Beyond the $10K/$50K/$60K monetary penalty, late or incomplete Form 8858 triggers automatic 10% reduction in foreign taxes available for FTC under §901/§960. For an FDE paying $200,000 in foreign tax, that's a $20,000 tax cost in addition to the $60,000 monetary penalty. Combined exposure on one missed Form 8858 can exceed $80,000.

Not Coordinating With Section 911

FDE business profit flows to Schedule C - NOT eligible for §911 FEIE which covers only earned income (compensation for personal services). An owner-operator who pays themselves a salary from the FDE can §911-exclude the salary; the residual FDE profit is fully taxed. Many practitioners over-apply FEIE to FDE income.

Treating §367 Outbound Implications Lightly

Converting a US corporation's foreign subsidiary FROM corporation TO FDE via Form 8832 triggers §367 deemed liquidation - gain recognition on built-in gain at the time of election. Model the deemed liquidation tax impact BEFORE filing Form 8832. For corporations with significant built-in gain in foreign subsidiaries, the election can produce massive immediate tax.

Primary authority: IRC §6038 (information reporting with respect to foreign business entities), §6038(a) (Form 8858 authority for FDEs and FBs), §6038(b) (penalties - $10K base, $50K continuation cap), §6038(c) (FTC reduction for failure to file - 10% plus 5% per 90 days). §6011 (general filing authority). §6012 (individual return filing). §6031 (partnership return). §6501(c)(8) (SOL on entire return remains open until information return filed). §989(a) (Qualified Business Unit definition - "any separate and clearly identified unit of a trade or business of a taxpayer which maintains separate books and records"). §987 (foreign currency gain or loss of QBU). §367 (outbound transfers triggering gain recognition on entity classification changes). §901 / §960 (foreign tax credit - subject to 10% reduction for Form 8858 failure). §911 (foreign earned income exclusion - does NOT apply to FDE business profits, only to compensation for services).

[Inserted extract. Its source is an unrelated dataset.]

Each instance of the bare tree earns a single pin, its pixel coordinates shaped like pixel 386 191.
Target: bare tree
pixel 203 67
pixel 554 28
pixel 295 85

Treasury Regulations §301.7701-2 (business entities), §301.7701-2(b)(8) (per se corporations - foreign entity list), §301.7701-3 (classification of certain business entities - check-the-box). T.D. 10026 (final DPL regulations effective January 10, 2025). Notice 2025-44 (August 2025 - announces DPL repeal and DCL amendment effective TY beginning 1/1/2026, extends DCL transition relief through TY beginning before 1/1/2028). Notice 2023-80 (interim DCL guidance and GloBE coordination). IRS Form 8858 (December 2024 revision in use for 2026 filings - tax year 2025), Instructions for Form 8858 (12/2024). Schedules C, C-1, F, G, H, I, J, M. Form 8832 (Entity Classification Election). Delinquent International Information Return Submission Procedures (DIIRSP). Streamlined Filing Compliance Procedures (SFOP and SDOP). ISO 4217 currency codes.